On Tue, Apr 13, 2004 at 11:26:26PM -0700, Brandon J. Van Every wrote:
> I suppose I should have said 'many of the features'.  I would note that
> industry cares the least about advanced type safety.  C# .NET Managed
> Code suffices for now.

I certainly agree that the industry doesn't seem to care about safety.  And
their products reflect it, including my own.  (Don't tell my boss I said that
:-)

For me, the type safety and extremely powerful data structures and syntax of
OCaml are why I don't use Scheme, and so I take them as fairly defining traits.
Haskell is the only other major player in my book. 
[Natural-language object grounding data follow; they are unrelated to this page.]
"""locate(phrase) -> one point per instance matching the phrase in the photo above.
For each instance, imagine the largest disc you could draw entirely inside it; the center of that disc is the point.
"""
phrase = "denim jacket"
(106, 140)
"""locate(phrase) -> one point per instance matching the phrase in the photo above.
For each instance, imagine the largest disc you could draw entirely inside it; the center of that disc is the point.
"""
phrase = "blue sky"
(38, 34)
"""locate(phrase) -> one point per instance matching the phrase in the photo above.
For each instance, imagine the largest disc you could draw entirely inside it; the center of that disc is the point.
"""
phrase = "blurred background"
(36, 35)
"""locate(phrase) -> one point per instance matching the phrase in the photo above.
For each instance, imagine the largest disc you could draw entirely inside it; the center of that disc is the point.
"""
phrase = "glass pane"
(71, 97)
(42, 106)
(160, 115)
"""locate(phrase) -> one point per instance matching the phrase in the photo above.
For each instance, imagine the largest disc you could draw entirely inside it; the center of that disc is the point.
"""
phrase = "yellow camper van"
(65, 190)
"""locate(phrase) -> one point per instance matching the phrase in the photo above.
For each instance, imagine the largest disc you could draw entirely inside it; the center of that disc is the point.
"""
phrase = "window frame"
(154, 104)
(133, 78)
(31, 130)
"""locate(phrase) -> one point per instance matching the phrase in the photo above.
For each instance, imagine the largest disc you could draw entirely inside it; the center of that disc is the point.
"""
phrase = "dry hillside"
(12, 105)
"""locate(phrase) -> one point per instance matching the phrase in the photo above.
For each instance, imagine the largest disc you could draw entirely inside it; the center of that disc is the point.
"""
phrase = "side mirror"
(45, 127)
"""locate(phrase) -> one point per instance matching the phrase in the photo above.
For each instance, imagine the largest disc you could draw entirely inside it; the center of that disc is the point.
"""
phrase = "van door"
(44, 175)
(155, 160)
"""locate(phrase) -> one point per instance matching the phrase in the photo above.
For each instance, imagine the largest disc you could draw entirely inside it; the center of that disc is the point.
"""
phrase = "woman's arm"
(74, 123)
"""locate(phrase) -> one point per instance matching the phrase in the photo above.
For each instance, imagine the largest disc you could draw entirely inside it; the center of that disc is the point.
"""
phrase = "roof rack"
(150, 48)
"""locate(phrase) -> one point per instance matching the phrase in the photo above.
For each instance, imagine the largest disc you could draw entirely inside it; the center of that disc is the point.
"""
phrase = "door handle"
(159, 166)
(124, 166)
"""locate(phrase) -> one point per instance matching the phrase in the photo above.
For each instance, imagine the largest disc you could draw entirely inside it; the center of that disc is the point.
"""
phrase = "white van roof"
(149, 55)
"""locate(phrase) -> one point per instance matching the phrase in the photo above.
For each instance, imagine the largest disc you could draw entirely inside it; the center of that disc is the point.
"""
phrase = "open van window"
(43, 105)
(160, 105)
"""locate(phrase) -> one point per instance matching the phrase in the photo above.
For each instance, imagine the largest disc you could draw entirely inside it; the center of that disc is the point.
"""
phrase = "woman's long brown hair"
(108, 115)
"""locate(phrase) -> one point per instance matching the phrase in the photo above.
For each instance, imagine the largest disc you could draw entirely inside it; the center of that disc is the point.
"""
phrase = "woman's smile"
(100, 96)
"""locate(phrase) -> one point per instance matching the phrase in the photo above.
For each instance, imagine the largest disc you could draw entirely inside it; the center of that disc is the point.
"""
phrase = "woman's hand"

C#?  I do like it better than Java, and I'm sure it will spread, but anything
without first-class functions (delegates are close, but syntactic abominations -
anonymous inner classes are even more awful) and parametric polymorphism is like
working in the stone age - its not like ML is new.  

Kenn
 
> OCaml seems to offer a combination that other languages lack in part:
> 1) garbage collected
> 2) performance.  Lotsa languages can't manage 1 + 2!
> 3) native compiled, byte compiled, or scripted
> 4) type safety
> 5) high level language primitives
> 6) functional or imperative
> 
> 
> Cheers,                     www.indiegamedesign.com
> Brandon Van Every           Seattle, WA
> 
> Taking risk where others will not.
> 
> ---
> Outgoing mail is certified Virus Free.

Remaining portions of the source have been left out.